Like many others with POTS, the actual drugs I've tried have not worked. After two years of this though, I'm learning how to manage most of the daily problems it presents me with. I am still in college, on track to graduate soon and am doing very well academically and applying to medical school next year. I have experienced the full-spectrum of POTS problems. I spent many days crawling around the house, have scars from falls, have spent days in bed because every time I stood up I saw black, fallen in classes and hit things, and have even had to have friends help me off the toilet. I have seen numerous physicians with most not understanding POTS and telling me "But you look great!" The few that do understand POTS (Aside from Dr. Stewart) gave me a grim outlook on life.

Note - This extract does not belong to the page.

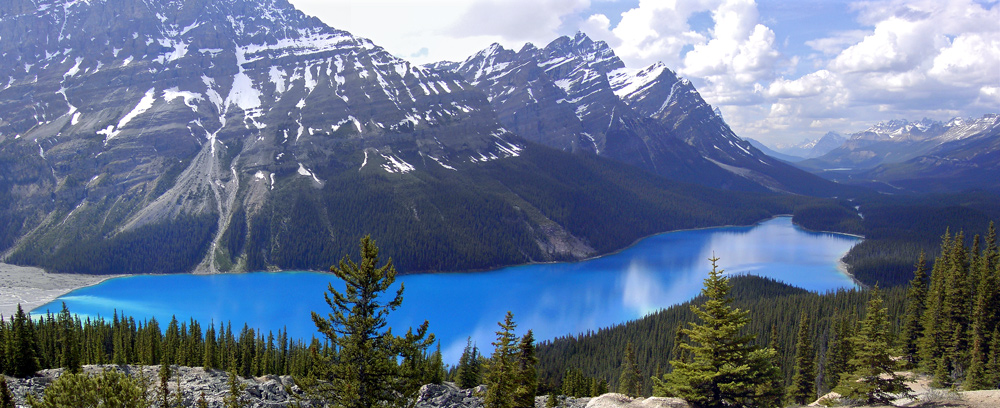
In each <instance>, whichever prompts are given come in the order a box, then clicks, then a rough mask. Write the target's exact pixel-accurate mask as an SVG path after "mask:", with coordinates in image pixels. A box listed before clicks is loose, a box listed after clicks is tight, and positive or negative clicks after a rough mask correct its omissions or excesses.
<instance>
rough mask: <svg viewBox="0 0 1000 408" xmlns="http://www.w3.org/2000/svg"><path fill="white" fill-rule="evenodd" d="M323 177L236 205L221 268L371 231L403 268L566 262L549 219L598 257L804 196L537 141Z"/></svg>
mask: <svg viewBox="0 0 1000 408" xmlns="http://www.w3.org/2000/svg"><path fill="white" fill-rule="evenodd" d="M321 178H323V179H324V180H326V184H325V186H324V187H323V189H322V190H321V191H320V192H319V193H318V194H317V193H316V192H315V191H313V190H312V189H311V187H310V188H308V189H303V188H301V186H295V185H294V184H292V183H289V184H287V185H281V184H279V185H278V186H277V187H276V189H275V191H274V192H273V194H274V197H275V198H274V199H273V200H270V201H269V202H268V203H266V204H265V205H264V206H263V207H262V208H261V209H260V210H259V211H256V212H250V211H246V210H245V209H242V208H238V209H237V210H236V213H235V214H236V216H235V217H234V220H233V222H232V223H230V224H229V228H228V230H227V231H225V232H224V239H223V244H224V248H221V251H223V252H224V253H225V254H226V255H227V256H226V258H227V262H226V265H224V266H225V267H235V266H236V265H242V266H245V269H248V270H265V269H273V268H278V269H285V270H294V269H307V270H317V269H325V268H326V266H328V265H326V264H327V263H328V262H329V260H330V259H338V258H339V257H340V256H341V255H342V254H344V253H349V252H350V251H352V250H353V245H354V243H355V241H356V239H357V238H360V237H361V236H363V235H366V234H371V236H373V237H375V238H377V239H378V240H379V244H380V246H381V248H382V249H383V250H385V251H386V252H387V253H391V254H393V260H394V262H395V263H396V265H397V267H398V268H399V270H400V271H401V272H403V273H407V272H419V271H463V270H479V269H490V268H495V267H499V266H504V265H511V264H521V263H526V262H534V261H546V260H570V259H573V256H572V255H568V254H561V253H556V252H554V251H550V250H547V249H544V248H542V247H540V245H539V242H542V243H543V244H544V243H546V242H547V239H548V238H549V237H551V236H553V235H556V236H557V237H558V234H554V233H553V230H558V229H559V228H558V227H556V226H553V225H552V222H555V223H556V224H558V225H559V226H561V227H562V229H565V230H566V231H567V232H568V233H569V234H572V235H573V236H574V237H577V238H579V239H580V241H581V242H582V243H584V244H585V245H588V246H589V247H590V248H593V250H595V251H596V252H598V253H606V252H610V251H613V250H617V249H620V248H623V247H625V246H628V245H630V244H631V243H633V242H634V241H635V240H637V239H639V238H642V237H645V236H648V235H652V234H656V233H660V232H664V231H670V230H677V229H685V228H695V227H708V226H715V225H731V224H741V225H748V224H752V223H754V222H757V221H760V220H762V219H765V218H768V217H771V216H773V215H776V214H787V213H790V212H791V211H792V208H793V207H794V206H795V205H796V204H797V203H803V202H807V201H809V200H812V199H808V198H803V197H798V196H786V195H778V194H764V193H747V192H736V191H727V192H722V191H719V190H713V189H709V188H706V187H701V186H697V185H692V184H684V183H678V182H673V181H669V180H666V179H663V178H660V177H657V176H654V175H651V174H649V173H647V172H645V171H642V170H639V169H633V168H629V167H627V166H619V165H616V164H613V163H609V162H608V161H606V160H603V159H599V158H586V157H579V156H574V155H570V154H566V153H562V152H555V151H551V149H547V148H544V147H538V148H531V149H526V150H525V151H524V152H522V156H520V157H516V158H510V159H506V160H496V161H492V162H489V163H485V164H478V165H475V166H468V167H463V168H462V169H461V171H458V172H456V171H451V170H444V169H441V170H440V171H427V172H413V173H410V174H406V175H382V174H365V173H360V174H359V173H358V172H357V171H356V169H351V170H350V171H346V172H339V173H333V174H323V175H321ZM248 213H252V214H248ZM540 226H541V227H542V228H539V227H540ZM577 256H578V254H577Z"/></svg>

One day while lying in bed I read an e-mail from Dr. Stewart that simply stated in all capitals: "DO NOT STAY IN BED." First I rolled my eyes at his abridged, frank response. Then I decided I had to heed his directions and get up and get moving. Being that pre-POTS I cycled competitively, I decided I was going to ride my bike, regardless of what would happen. I did it, 12 whole miles. Yeah, I puked. Yeah, I fell when clipping out, standing up and getting dizzy at a stoplight. Yeah I took off my shoes and my feet were purple and numb. I took off my gloves and my hands were purple too. I couldn't breathe. I laid in the driveway for ten minutes, then I crawled inside and laid on the carpet for 30 more. Laying there, helmet still on, I learned a valuable lesson: It is imperative that everyone with POTS get up and get moving. Every time I don't get up, the next time I finally do is going to be harder.

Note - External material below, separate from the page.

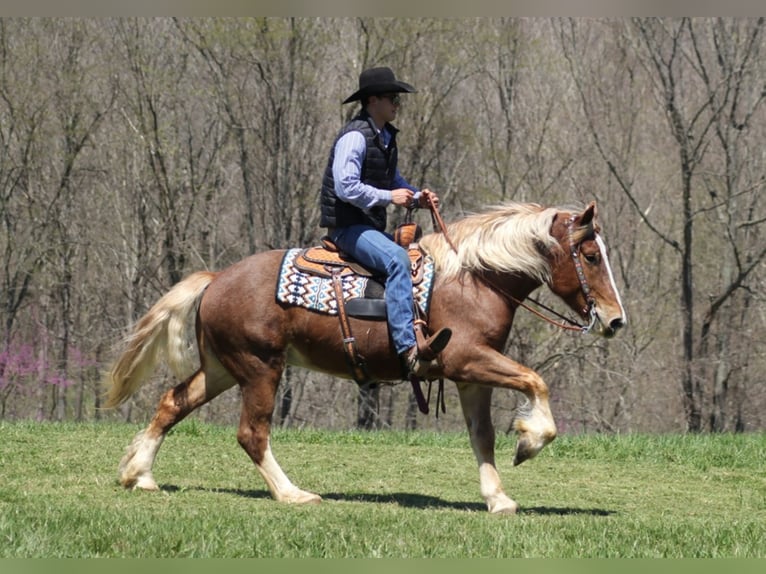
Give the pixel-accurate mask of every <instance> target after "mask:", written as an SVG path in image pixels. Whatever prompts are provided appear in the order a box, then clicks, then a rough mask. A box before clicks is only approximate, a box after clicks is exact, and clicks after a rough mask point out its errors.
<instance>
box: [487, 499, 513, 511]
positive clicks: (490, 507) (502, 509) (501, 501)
mask: <svg viewBox="0 0 766 574" xmlns="http://www.w3.org/2000/svg"><path fill="white" fill-rule="evenodd" d="M487 509H488V510H489V513H490V514H516V513H517V512H518V511H519V505H518V504H516V501H514V500H511V499H510V498H508V497H505V499H503V500H498V501H495V502H487Z"/></svg>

I have tirelessly searched the internet for POTS success stories and have come up painfully short. I decided I needed to become a success story. I'm not there yet, but I will be. I went from doing horribly in college to getting straight A's, even though my POTS has not gotten better, in fact it is far worse. I'm just learning how to live with it. Every day is a challenge and every day I must live up to that challenge. Sometimes the only person that will be there to help you up when you fall is yourself. I will not let this beat me, and neither will you.